Comme l’auteur est guitariste de profession, son héros sera réparateur de guitares à l’emploi d’un obèse déprimé. Le tandem dépareillé forme tout même la paire pour le plus grand plaisir de ceux qui recourent à leurs services. La vie est douce pour Manu qui adore son métier. Avec ses deux frères, il habite un logement du même immeuble appartenant à leur père. Et il comble ses besoins affectifs avec Lou, une jeune femme du voisinage. Bref, il nage dans un insouciant bonheur.

Un ciel sans nuages se couvre toujours. La pluie vient avec les amis. Manu l’apprend à ses dépens en offrant son amitié à Paré, un sauveur qui l’a libéré d’un automobiliste qui tentait de le rosser alors qu’il circulait à vélo. Cette nouvelle amitié ouvre les perspectives de ce jeune confiné jusque-là à la routine. Il s’implique dans les combines douteuses de ce Paré, dont les fréquentations sont peu recommandables.
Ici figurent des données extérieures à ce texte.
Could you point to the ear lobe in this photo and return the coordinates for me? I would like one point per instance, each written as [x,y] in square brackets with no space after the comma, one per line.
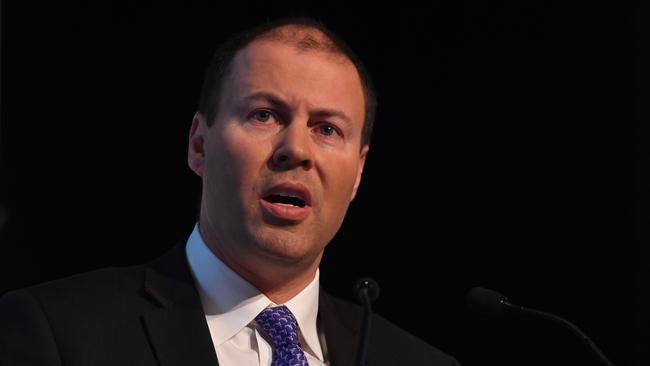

Il adopte ainsi une conduite qui dilate son expérience de la vie. L’horizon s’élargit en aval, mais l’amont confortable se rétrécit en prenant le large. Et le voyage s’annonce périlleux. Quand même nous dit Manu : « Je me suis mouillé et j’ai peur que ça se mette à me manquer. »

Comment s’en sortira-t-il ? Le dilemme de ce roman urbain s’enchevêtre dans des péripéties menées à un train d’enfer sur un fond musical comme au cinéma. Un malheur n’attend pas l’autre. Les rebondissements ne font pas fi du background social et psychologique de Manu. C’est un homme sensible, attaché aux siens et fidèle à ses amitiés. « Je me suis fait des amis que je n’ai pas choisis et j’ai la ferme intention de les garder pour de bon », précise-t-il. Le roman en est donc un d’amitié entre hommes au premier chef. Les femmes, plutôt accessoires, sont les consolatrices de ces dudes (mecs), qui officient à une messe nombriliste. Bref, ça colle aux besoins de l’heure sans s’incruster dans un univers plus large.

Ça plaira aux jeunes fans de musique, mais d’aucuns sourcilleront en lisant cette œuvre éclatée autant aux plans de la forme que de l’écriture. Ça manque de discipline, voire même de la part d’un réviseur incapable de conjuguer les verbes. Comme la narration est au je, on parcourt sans cesse des « je lit, je dit », etc.